# Lying husband



## bethanie (Feb 16, 2011)

in all of the 5 years my husband and i have been together, i have been catching him in lies left and right. even when presented with evidence, he will continue to lie. usually making up something that only an idiot would believe, in my opinion. 

i don't want to go into all of the lies from the past because a lot has changed, though i'm not sure if he has gotten better at covering his lies or if he has really stopped doing most of the things he was doing. my main concern is that he has gone from things that were somewhat innocent to something i think is a lot more damaging to our marriage. though the lying is damaging enough. 

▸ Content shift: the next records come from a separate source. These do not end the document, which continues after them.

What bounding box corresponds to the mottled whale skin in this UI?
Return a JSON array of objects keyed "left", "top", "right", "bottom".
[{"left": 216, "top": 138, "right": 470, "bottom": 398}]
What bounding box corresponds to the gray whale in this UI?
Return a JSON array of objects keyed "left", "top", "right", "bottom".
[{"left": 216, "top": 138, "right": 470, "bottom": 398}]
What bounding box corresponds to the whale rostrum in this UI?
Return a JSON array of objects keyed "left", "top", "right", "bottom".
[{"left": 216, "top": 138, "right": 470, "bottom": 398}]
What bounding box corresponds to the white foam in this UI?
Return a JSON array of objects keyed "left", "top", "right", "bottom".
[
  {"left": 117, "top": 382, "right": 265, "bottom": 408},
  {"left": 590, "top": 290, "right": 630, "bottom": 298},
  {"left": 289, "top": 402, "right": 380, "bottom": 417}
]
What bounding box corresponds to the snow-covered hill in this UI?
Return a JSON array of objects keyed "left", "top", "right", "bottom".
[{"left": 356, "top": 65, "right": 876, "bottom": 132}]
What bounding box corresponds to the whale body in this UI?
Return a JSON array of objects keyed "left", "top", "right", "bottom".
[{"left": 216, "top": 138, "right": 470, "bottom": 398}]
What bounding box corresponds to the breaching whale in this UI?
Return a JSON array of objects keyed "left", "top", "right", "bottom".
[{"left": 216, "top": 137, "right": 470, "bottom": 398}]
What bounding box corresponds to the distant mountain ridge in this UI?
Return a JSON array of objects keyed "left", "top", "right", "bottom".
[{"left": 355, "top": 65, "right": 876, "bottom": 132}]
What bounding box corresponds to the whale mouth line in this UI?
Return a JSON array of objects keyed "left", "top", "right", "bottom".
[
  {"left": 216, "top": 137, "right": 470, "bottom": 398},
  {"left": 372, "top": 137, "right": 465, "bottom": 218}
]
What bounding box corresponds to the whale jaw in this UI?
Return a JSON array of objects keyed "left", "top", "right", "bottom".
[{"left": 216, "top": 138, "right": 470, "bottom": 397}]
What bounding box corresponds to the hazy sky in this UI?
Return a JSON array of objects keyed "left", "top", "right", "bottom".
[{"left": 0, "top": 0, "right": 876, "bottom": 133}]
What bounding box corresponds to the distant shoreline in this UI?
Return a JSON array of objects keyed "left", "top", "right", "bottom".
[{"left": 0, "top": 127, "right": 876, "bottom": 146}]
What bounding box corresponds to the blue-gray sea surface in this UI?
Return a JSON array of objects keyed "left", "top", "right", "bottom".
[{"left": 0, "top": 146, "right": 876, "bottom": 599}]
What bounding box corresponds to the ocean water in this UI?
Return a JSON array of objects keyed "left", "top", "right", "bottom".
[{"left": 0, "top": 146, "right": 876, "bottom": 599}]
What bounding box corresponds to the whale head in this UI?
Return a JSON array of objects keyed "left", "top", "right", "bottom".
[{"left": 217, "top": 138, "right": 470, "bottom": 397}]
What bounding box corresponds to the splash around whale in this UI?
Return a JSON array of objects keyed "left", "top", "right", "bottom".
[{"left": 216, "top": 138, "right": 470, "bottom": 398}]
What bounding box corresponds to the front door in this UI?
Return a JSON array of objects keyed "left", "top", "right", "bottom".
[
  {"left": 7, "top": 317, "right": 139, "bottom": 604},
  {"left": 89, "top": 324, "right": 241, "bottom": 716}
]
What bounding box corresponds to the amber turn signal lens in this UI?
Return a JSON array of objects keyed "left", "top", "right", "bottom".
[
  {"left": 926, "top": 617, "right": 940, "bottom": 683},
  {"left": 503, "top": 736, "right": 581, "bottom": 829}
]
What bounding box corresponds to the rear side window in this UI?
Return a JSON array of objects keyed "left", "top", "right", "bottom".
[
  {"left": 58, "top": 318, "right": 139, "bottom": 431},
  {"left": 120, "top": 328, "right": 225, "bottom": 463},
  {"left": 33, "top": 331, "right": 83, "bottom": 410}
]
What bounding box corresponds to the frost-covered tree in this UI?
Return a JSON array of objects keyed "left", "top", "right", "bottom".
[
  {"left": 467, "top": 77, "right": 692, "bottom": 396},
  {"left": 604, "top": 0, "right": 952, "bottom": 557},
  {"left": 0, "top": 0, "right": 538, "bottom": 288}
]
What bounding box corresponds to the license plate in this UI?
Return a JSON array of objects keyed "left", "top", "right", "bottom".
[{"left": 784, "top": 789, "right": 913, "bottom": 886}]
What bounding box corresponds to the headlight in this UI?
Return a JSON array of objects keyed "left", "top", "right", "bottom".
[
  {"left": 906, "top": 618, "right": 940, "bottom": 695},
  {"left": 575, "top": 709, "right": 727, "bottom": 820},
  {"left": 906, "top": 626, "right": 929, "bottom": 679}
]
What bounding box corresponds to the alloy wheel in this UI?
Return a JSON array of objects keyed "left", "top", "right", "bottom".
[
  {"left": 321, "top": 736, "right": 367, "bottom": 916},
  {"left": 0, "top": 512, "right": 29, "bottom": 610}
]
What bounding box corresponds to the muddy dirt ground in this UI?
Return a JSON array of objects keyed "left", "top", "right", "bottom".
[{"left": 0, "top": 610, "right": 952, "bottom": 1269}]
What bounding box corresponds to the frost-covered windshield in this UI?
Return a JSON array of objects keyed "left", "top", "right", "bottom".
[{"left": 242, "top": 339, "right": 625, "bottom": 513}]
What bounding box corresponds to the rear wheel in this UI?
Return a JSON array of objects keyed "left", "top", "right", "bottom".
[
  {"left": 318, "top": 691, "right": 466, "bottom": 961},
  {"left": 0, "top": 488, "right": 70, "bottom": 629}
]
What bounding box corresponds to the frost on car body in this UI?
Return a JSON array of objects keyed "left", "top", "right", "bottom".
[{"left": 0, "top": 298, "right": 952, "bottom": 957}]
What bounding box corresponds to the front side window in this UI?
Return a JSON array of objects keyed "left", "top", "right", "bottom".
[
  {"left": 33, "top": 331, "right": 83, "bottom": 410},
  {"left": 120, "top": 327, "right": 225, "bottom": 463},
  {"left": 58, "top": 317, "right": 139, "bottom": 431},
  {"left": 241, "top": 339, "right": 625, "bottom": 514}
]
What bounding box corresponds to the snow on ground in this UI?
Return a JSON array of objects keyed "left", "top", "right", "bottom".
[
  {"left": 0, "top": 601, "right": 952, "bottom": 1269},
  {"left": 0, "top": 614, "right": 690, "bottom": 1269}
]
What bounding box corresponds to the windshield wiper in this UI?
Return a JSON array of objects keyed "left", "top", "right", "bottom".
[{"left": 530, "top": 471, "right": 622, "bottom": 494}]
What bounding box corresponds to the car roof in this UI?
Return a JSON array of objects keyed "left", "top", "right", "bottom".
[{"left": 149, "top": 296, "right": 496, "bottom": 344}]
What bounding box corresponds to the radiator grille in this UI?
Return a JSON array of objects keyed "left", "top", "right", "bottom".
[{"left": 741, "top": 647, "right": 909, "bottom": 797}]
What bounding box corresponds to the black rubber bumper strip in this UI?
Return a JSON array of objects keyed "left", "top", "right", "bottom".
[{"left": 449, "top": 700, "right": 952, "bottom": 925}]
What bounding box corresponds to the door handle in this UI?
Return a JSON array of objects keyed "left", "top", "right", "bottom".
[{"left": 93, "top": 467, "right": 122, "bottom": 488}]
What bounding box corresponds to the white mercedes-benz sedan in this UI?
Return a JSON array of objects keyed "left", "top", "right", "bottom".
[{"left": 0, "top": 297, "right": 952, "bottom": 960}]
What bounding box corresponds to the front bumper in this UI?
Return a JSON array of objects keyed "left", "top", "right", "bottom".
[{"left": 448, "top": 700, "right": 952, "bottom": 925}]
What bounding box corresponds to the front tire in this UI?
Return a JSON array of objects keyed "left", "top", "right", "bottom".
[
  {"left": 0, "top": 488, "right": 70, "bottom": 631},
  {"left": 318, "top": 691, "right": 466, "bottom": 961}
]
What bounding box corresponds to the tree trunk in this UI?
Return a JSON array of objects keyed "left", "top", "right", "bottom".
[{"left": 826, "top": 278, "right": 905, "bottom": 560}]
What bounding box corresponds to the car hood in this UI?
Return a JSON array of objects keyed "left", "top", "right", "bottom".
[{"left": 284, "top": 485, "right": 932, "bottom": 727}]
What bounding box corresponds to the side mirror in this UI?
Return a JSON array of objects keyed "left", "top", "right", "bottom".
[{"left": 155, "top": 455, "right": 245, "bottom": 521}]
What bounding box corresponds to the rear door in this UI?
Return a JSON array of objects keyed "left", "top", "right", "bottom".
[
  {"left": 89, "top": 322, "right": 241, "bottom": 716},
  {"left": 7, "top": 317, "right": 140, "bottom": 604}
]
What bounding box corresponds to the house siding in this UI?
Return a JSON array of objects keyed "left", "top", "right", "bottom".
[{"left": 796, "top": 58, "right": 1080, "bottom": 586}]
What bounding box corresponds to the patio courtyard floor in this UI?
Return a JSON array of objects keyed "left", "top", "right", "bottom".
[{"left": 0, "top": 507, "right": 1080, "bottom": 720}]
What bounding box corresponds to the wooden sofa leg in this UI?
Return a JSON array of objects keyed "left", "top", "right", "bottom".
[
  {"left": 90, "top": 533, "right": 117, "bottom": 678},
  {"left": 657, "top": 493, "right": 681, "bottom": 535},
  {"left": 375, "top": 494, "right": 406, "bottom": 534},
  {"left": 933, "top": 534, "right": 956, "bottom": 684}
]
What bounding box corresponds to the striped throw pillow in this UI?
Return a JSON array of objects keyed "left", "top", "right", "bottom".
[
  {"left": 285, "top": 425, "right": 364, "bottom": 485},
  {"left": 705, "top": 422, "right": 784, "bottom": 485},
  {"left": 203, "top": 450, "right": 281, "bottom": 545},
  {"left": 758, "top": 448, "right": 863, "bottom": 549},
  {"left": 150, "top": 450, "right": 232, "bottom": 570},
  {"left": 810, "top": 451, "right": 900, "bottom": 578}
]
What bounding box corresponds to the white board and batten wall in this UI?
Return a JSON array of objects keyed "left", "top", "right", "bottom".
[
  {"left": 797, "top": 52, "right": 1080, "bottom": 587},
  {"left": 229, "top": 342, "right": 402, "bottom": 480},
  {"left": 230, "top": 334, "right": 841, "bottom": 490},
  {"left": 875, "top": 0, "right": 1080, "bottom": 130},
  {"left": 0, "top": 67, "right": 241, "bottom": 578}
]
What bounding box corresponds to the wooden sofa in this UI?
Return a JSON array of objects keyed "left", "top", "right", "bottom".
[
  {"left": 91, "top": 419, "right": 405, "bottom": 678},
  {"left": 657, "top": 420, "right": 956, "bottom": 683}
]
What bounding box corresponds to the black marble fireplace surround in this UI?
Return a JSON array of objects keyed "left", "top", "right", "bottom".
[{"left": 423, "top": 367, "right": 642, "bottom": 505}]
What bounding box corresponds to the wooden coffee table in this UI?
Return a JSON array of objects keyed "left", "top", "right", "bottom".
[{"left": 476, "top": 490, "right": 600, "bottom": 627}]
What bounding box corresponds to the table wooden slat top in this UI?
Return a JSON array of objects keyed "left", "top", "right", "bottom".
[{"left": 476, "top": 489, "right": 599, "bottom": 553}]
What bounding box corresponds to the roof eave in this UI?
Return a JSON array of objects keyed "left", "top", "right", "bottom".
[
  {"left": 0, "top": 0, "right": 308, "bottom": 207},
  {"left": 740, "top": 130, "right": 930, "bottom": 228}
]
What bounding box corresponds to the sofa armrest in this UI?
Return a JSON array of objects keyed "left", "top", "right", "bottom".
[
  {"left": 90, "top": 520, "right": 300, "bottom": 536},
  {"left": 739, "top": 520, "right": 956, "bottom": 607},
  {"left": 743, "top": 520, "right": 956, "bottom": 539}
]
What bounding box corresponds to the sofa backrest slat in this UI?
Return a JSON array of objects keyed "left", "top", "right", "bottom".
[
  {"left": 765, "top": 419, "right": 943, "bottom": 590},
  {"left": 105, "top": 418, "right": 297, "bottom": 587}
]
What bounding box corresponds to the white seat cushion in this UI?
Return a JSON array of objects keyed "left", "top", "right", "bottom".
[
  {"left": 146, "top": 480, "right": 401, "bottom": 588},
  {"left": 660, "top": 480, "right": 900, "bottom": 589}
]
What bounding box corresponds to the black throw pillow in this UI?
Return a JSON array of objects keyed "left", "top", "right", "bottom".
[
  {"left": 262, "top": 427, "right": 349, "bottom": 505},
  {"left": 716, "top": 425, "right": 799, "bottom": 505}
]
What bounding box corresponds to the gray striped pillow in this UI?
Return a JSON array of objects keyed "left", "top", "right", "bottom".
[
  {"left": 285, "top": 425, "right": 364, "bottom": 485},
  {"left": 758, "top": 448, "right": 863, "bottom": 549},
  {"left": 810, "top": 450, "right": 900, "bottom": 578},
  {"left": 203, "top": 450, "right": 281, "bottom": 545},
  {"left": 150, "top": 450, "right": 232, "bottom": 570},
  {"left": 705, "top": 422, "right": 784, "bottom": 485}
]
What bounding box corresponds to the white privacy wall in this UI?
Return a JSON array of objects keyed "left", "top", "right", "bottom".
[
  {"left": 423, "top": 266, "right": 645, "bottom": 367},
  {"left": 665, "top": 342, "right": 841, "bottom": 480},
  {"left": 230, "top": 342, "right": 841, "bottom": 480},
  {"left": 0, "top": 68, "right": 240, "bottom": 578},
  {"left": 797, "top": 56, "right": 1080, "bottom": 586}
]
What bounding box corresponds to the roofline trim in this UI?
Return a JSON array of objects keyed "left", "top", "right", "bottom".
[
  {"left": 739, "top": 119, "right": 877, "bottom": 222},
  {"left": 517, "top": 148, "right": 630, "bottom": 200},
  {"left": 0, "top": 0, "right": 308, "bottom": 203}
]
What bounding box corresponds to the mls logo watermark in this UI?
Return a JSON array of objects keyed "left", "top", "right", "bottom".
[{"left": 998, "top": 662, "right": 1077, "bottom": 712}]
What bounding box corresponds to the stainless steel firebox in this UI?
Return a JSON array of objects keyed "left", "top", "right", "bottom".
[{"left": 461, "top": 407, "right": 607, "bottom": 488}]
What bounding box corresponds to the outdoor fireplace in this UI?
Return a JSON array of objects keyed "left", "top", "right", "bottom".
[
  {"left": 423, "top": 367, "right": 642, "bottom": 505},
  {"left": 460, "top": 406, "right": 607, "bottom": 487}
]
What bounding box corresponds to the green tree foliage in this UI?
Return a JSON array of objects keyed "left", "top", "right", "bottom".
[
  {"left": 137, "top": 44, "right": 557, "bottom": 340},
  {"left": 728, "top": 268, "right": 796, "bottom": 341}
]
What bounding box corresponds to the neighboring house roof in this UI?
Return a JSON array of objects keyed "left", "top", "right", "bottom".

but over the past year or so, i have caught him several times talking to girls online through quite a few different websites. he is extremely flirtatious, and a few times has said some sexual things. there are some sites that he gets on to play games, like online pool, and refuses to be in any match with a male, he intentionally joins games with girls and enjoys talking to them. sometimes it seems harmless enough, but i wonder what goes on when he does have a chance to be alone. i have found that he has been talking to one girl through windows live messenger on our phone while he is at work for the past few months. of course i have confronted him about all of these things and every time he will lie to me, even with substantial evidence. 

i really just don't understand what he gets out of talking to these girls online, as they live far away and would never meet. as far as i know he has never cheated in real life, and i don't think that he would. we have a healthy relationship aside from this (or so i think). we talk about our issues calmly, rarely ever argue. our sex life is great, though he thinks i am a little shy in the bedroom, but i have done several things with him sexually that i thought were disgusting or made me very uncomfortable, and still continue to compromise as much as possible in that area. we spend as much time together as we can and have a lot of fun with another. am i doing something wrong or missing something? he has never been very open with me about his emotions, but he tells me all the time how much he loves me, and tells me everyday how beautiful or sexy he thinks i am and that he's so happy to have me, etc. so why does he feel the need to talk to these girls?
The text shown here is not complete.